L2/12-131R

UCA: Simplify contraction processing

Authors: Markus Scherer, Mark Davis, Ken Whistler, Peter Edberg

Date: 2012-may-04

It is difficult to write an implementation of the Unicode Collation Algorithm (UCA, UTS #10) contraction processing that is both conformant and efficient. For performance, implementations need to minimize or avoid modifications of the input string during processing. Certain degenerate cases (which do not occur in normal text) add a lot of complexity or force modifications of the input. These cases involve “interleaved” contractions, such as <0FB2, 0F71, 0F71, 0F80, 0F74>. For full background and details see document L2/12-108, “UCA: Problems with discontiguous contractions”.

Proposal

We propose a new requirement on contraction mappings in Collation Element Tables and a simplification of the UCA algorithm which together allow significantly simpler implementations that are conformant and efficient.

L2/12-108 offers several alternative proposals. We recommend the following combination (the “Alternative Proposal” with “Option 3”) because it keeps discontiguous-contraction matching and permits all current DUCET and CLDR mappings while eliminating complex code for rare and unusual situations (discontiguous contractions with nested contractions).

Require prefix contractions

Change the DUCET:

Note: This does not modify the ordering.
Add missing prefix contractions. For example, in UCA 6.1, the following two would have to be added:
0FB2 0F71 ; [.255A.0020.0002.0FB2][.2570.0020.0002.0F71]
0FB3 0F71 ; [.255D.0020.0002.0FB3][.2570.0020.0002.0F71]
Note: L2/12-108 and the original version of this document claimed that the DUCET needed not be changed. This was a mistake. The “allkeys.txt” file is missing the two contractions above. (However, the CLDR “fractional UCA” files do already contain these contractions.)

Change the UCA:

In section 3.7 Well-Formed Collation Element Tables, require that for a contraction of n>2 code points the n-code point prefix string must also be a contraction. (For example, if "ABC" is a contraction, then "AB" must also be present as a contraction.)

Change CLDR:

Add missing prefix contractions, either manually or via tools.
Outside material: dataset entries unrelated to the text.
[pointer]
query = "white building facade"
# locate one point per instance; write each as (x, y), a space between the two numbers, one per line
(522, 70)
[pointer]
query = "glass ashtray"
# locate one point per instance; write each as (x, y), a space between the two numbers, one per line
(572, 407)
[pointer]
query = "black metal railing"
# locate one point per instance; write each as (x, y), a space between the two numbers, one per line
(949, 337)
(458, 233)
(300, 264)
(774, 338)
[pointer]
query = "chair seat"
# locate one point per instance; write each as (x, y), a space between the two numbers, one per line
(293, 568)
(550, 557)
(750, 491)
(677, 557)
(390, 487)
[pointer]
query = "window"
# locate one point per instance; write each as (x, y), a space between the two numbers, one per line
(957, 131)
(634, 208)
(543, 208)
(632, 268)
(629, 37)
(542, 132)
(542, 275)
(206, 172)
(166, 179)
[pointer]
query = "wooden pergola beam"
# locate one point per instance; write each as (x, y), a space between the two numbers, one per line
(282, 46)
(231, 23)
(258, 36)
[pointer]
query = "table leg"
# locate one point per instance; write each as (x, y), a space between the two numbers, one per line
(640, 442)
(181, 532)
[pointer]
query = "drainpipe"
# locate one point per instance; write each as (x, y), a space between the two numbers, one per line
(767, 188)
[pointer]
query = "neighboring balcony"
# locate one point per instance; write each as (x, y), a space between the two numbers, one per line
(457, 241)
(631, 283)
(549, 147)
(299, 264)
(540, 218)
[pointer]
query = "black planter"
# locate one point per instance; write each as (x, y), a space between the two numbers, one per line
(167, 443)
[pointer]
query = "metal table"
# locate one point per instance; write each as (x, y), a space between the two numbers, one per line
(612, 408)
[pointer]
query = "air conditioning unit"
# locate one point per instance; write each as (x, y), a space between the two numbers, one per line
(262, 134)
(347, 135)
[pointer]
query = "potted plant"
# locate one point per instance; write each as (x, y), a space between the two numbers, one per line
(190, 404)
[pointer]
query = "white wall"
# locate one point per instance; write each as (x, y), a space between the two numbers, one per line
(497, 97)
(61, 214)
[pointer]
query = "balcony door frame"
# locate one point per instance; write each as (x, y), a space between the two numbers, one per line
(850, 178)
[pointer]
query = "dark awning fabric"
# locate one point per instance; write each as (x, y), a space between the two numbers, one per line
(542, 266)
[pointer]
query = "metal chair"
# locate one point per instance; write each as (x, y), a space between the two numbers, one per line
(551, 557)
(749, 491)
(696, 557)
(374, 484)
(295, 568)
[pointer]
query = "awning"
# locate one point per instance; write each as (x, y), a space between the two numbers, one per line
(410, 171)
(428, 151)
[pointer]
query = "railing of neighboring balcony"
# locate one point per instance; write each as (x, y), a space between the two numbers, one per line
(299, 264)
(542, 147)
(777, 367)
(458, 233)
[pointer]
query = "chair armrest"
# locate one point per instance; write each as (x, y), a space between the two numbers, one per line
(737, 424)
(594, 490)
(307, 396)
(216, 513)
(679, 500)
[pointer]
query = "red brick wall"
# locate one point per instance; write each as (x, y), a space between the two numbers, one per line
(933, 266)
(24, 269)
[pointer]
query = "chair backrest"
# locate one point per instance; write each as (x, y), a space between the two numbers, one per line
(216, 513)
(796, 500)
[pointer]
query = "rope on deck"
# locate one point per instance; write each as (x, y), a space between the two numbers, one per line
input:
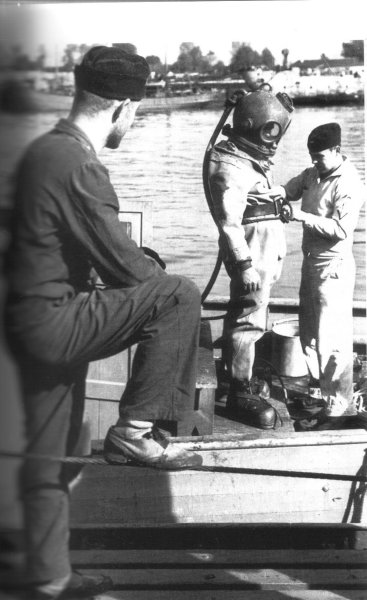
(100, 460)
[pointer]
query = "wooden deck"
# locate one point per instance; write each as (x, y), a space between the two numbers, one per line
(229, 574)
(270, 563)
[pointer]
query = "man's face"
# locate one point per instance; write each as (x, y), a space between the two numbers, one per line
(327, 160)
(121, 125)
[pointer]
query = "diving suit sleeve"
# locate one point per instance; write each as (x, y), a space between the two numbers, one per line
(229, 187)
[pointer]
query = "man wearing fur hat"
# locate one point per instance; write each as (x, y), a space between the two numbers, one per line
(332, 195)
(66, 226)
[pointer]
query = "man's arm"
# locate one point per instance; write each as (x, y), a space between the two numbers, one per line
(347, 200)
(229, 188)
(94, 220)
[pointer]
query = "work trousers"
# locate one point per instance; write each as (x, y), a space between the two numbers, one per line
(326, 324)
(245, 324)
(54, 342)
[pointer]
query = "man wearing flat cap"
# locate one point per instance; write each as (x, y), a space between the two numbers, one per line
(66, 231)
(332, 195)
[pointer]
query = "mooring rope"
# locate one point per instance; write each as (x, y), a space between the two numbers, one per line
(101, 461)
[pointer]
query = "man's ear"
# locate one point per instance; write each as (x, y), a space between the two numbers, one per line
(119, 108)
(117, 112)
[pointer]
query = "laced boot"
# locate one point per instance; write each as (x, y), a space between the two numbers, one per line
(140, 443)
(249, 407)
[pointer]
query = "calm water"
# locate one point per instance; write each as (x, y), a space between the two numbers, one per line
(161, 159)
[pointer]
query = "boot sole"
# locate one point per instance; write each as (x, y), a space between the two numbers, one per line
(120, 460)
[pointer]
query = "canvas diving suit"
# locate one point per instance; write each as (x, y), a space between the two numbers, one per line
(238, 182)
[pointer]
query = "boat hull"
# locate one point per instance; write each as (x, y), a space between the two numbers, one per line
(293, 478)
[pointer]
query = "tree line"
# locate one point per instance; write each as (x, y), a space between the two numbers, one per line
(190, 59)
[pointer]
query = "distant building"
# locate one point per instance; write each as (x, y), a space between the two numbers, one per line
(330, 66)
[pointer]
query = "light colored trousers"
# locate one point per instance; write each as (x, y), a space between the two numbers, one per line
(326, 325)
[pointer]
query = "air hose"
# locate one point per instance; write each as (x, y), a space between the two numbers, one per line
(230, 103)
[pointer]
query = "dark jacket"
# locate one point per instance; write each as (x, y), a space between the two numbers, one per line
(66, 222)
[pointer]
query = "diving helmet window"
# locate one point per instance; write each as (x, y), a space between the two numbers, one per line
(271, 131)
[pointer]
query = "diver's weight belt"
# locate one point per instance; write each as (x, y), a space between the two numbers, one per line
(262, 212)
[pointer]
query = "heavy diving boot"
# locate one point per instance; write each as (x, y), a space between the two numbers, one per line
(250, 407)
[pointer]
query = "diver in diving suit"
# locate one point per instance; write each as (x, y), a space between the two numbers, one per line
(240, 179)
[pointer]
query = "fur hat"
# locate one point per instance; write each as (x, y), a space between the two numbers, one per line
(324, 137)
(112, 73)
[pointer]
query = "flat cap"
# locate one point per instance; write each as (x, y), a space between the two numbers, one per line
(112, 73)
(324, 137)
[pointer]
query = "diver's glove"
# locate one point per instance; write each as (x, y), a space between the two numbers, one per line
(244, 277)
(152, 254)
Document the behavior and expectations in the LDML spec.

Impact:

Table builders either auto-generate missing prefix contractions (perhaps with warnings), or report errors when prefix contractions are missing.
Implementations detect contractions as expected.
Implementations need not track partial matches nor back up to after the last match.

Note: Auto-generation of missing prefix contractions may not match user expectations. If a user tailors A+B+n as well as B+C, and if then A+B is auto-generated resulting in (CE(A), CE(B)), then the user would be surprised that CE(ABC) ≠ CE(A), CE(B+C).

Limit processing of contractions that start with non-zero combining marks

Ignore contractions that start with non-zero combining marks when they were skipped in discontiguous-contraction matching.

No change to the DUCET or to CLDR
Change the UCA:

In section 4 Main Algorithm, specify that for combining marks skipped in Step 2.1, collation elements are fetched by looking up each skipped character in isolation.

Impact:

Only degenerate cases of "interleaved" contractions would be affected: In the modified UCA+DUCET, strings like <0F71, 0F74> sort like in UCA 6.1. However, a degenerate case like <0FB2, 0F71, 0F71, 0F80, 0F74> would sort differently,
as CE(0FB2+0F71+0F80), CE(0F71), CE(0F74)
rather than CE(0FB2+0F71+0F80), CE(0F71+0F74).
(This comparison assumes that the Collation Element Table includes the prefix contraction 0FB2+0F71.)
Implementations would ignore contraction data for combining marks that are skipped in discontiguous-contraction matching and always fetch the collation elements for each skipped combining mark in isolation. Combining marks that are found in normal processing, rather than skipped in discontiguous contraction, are processed normally, including possible contraction matching.